I am often amused at the juxtaposition of books that come across my desk. Today I point out two new acquisitions to our library which make for a rather unlikely pairing. If, however, the former is correct, then the latter is all that much more important.
Freakonomics: A Rogue Economist Explores the Hidden Side of Everything by Steven D. Levitt argues that “if morality represents how people would like for the world to work, then economics shows how it actually does work.” Incentives, cheating, fabrication, self-interest, convenience, randomness, and power are all addressed in terms of how they influence economics and therefore how they effect society. He argues that we live in a age where nothing is as it seems. Everything has a hidden side. Informed decisions, then, are next to impossible since someone else always has the upper hand.
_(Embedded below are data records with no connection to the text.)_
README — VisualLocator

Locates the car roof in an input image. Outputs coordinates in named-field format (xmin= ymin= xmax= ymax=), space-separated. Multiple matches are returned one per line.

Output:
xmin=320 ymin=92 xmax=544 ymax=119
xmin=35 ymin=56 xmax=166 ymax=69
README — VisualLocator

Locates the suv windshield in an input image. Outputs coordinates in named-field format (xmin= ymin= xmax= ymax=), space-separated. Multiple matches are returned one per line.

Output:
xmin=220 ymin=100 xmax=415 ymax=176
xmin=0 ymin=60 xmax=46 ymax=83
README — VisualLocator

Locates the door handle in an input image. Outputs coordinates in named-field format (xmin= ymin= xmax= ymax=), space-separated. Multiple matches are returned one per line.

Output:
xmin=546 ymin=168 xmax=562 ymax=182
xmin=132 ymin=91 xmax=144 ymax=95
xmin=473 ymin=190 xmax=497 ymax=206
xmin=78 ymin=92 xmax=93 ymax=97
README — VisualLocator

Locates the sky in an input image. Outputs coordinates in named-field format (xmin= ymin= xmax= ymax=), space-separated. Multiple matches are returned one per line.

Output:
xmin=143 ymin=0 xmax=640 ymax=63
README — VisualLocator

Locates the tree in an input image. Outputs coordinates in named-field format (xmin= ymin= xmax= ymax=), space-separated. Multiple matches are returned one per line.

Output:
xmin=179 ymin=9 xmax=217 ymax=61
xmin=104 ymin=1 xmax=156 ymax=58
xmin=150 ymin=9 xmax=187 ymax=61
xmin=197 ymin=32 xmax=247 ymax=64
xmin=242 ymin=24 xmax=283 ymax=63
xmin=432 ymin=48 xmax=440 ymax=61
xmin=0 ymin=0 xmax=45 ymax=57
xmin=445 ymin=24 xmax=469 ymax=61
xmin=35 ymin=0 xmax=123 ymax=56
The Discipline of Spiritual Discernment by Tim Challies answers the question that John MacArthur poses in the foreword, “With such a broad patchwork of competing ideas all clamoring for mainstream acceptance, how can the average person in the pew be expected to know what is truly sound, safe, and biblical?” In placing the discipline of discernment in connection with biblical truth and theology, the church’s corporate witness, and personal sanctification, Challies offers a great word on how to discern one’s way through such a freakonomic world. He writes:
Discernment is not a pursuit that stands on its own in the life of the Christian. Rather, it is inexorably connected to others. Those who wish to be discerning must have a posture of discernment. The must commit to reading and studying the Bible, to participating in the local church, and to pursuing the character traits of a Christian. The lives of these people will display the proof of discernment in their obedience to the Bible and in their maturity as Christians.